Two topics that are usually not covered in home economics courses and are often forgotten when a mother is teaching her daughter, are cleaning and scheduling. Cleaning is an important lesson, however unenjoyable it may be. Make sure you can at least do each job, and do it once or twice. Mothers, try to make it fun. Teach the chores to your daughter like adventurous preparation, not another chore. Teach them that everything can be done to the glory of God, even vacuuming or washing dishes. One very good book on cleaning is Don Aslett's Is There Life After Housework? It is a very helpful resource for both current and future homemakers.

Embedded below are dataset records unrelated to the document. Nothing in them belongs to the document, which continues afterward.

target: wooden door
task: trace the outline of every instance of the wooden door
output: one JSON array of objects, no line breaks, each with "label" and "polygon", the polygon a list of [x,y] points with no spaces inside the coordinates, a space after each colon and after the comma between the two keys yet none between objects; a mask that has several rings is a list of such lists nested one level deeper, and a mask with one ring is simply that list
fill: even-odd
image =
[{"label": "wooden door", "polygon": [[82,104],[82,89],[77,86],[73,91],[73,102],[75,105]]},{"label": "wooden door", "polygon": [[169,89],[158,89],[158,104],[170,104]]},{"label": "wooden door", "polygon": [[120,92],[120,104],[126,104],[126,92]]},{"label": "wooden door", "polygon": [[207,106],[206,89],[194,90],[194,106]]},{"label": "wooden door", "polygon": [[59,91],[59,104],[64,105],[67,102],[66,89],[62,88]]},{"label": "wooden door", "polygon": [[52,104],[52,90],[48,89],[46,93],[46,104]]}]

Learning to schedule is also very important. Without scheduling, many hours are likely to be wasted in a week. Scheduling helps you to get done the things you need to and want to. Get on Titus 2 for some great books and other resources. But you can learn to schedule even without a book. Daughters, try to make your own mini schedule. I schedule my mornings with help from Mom, because that’s when I’m usually slow. Having a schedule helps me be productive.
Home economics: It’s a very important subject, yet it is often neglected. Collect your resources, and start learning the art of homemaking today. Then this scene is more likely:
Mrs. Sally Smith carefully consults her schedule. “Good. I’ve got a lot of things done. I think I’ll go get out the cookies I made yesterday. The children will be here soon,” she says to herself. But first, she crosses to the bedroom and wakes the baby up. If he doesn’t get up now, he won’t go to sleep tonight anyway. Then, after settling him in the playpen, she gets out the cookies and hot chocolate. The door bursts open and the five children come in. “Please hang up your coats and take your boots off,” she reminds the children. They quickly obey, then sit down to eat their snack, except Abigail, who is crying because she fell in a mud puddle. “Come, Abby,” Mrs. Smith says cheerily, and quickly changes her into a fresh pinafore. Now happy, Abigail sits down to eat. “Elizabeth, I need you to fold the laundry in fifteen minutes, please. Boys, I need you to shovel the walk in an hour. Girls, why don’t you start on your Christmas projects?” Mrs. Smith directs patiently. They nod, and Esther looks up. “Will you sew with me?” “Of course,” she says, “But first, I need to put in tonight’s stew.” They all scatter to their various tasks, and peace reigns.